A village school somewhere in the Yorkshire countryside has, maybe on the wall or forgotten in a store room, an Alp horn - one of those huge booming jobs with the distant end resting on the ground.

How do I know this? In Stephen Winkworth's Amazing Times, a collection of articles from The Times, one from 1955 mentions that a West Riding head jokingly asked County Hall for an Alp horn. He wanted it to call pupils from outlying smaller schools who came to him for some lessons.

County Hall, (frustratingly they wouldn't say which school it was) entered into the spirit of the thing. Disapproving of the costs - pound;30 was mentioned, plus a velvet jacket for the blower, and travelling expenses for a tuner from Interlaken - they replied with a letter which suggested using an alternative signalling device "such as a set of tom-tom drums".
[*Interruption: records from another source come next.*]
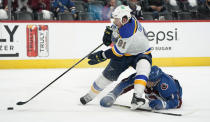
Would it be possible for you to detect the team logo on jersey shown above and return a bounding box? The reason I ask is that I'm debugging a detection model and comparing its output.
[161,83,168,90]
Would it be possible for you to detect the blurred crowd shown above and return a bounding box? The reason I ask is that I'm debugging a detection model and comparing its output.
[0,0,210,20]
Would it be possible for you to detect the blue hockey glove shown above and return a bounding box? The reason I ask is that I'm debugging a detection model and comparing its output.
[149,100,167,110]
[88,50,106,65]
[103,26,113,46]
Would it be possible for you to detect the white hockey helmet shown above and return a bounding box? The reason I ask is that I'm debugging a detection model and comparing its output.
[112,5,131,23]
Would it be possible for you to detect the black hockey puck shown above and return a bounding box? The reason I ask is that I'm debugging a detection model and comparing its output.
[7,107,14,110]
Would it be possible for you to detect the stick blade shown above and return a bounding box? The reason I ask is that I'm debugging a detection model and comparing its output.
[16,101,26,105]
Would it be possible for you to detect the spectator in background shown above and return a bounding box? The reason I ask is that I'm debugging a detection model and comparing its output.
[29,0,52,19]
[29,0,50,12]
[0,0,4,9]
[0,0,8,20]
[147,0,166,20]
[17,0,32,13]
[198,0,210,20]
[102,0,117,20]
[128,0,144,20]
[2,0,18,12]
[83,0,103,20]
[52,0,77,18]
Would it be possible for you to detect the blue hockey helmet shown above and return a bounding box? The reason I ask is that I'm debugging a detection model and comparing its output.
[149,66,163,82]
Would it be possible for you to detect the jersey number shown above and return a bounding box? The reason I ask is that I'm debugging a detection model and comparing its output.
[118,40,126,49]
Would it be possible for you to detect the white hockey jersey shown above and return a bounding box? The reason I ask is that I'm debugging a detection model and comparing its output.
[112,18,151,57]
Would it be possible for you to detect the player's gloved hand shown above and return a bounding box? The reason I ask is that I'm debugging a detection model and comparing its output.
[149,100,167,110]
[131,93,145,110]
[103,26,113,46]
[88,50,106,65]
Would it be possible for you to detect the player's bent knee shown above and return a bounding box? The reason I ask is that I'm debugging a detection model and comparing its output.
[136,59,151,77]
[95,74,112,89]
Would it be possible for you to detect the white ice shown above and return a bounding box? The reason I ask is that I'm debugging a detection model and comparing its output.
[0,67,210,122]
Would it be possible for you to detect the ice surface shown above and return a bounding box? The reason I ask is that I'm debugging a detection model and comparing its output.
[0,67,210,122]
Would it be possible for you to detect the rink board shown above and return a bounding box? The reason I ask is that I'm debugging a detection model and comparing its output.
[0,20,210,69]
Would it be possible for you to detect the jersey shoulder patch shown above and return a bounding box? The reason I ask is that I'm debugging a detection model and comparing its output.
[160,83,168,90]
[119,19,138,38]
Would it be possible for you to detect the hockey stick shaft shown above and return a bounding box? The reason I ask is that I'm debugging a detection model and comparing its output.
[114,104,182,116]
[16,43,103,105]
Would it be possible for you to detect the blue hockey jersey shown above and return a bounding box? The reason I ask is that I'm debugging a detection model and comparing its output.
[145,73,182,109]
[111,73,182,109]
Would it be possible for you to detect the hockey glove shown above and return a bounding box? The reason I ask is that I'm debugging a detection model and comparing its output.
[149,100,167,110]
[88,50,106,65]
[103,26,113,46]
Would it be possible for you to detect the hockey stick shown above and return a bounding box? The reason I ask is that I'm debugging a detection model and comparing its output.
[16,43,103,105]
[113,104,182,116]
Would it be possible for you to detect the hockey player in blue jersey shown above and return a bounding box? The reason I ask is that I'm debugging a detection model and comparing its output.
[80,5,152,109]
[100,66,182,110]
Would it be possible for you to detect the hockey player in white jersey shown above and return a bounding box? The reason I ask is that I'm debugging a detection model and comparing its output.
[80,5,152,109]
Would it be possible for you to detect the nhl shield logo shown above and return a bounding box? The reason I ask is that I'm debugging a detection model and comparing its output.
[161,83,168,90]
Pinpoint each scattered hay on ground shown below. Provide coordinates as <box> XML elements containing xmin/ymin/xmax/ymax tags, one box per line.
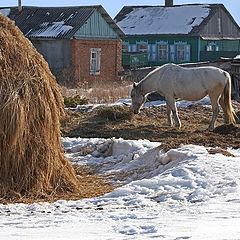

It is a lovely example of the banter that once went on between heads and local authority officers. I guess things are a little more pressured and boring these days. Or are they? Let me know.

And the Alp horn? I nearly forgot. The Times story adds that a month after the original correspondence "an Alp horn arrived as a gift from a Times reader in Switzerland".

So where is it now? I've tried on and off for a long time to find out. I even asked Gervase Phinn, who used to patrol that neck of the educational woods (or moors) as an inspector but he knows nothing of it. So who does?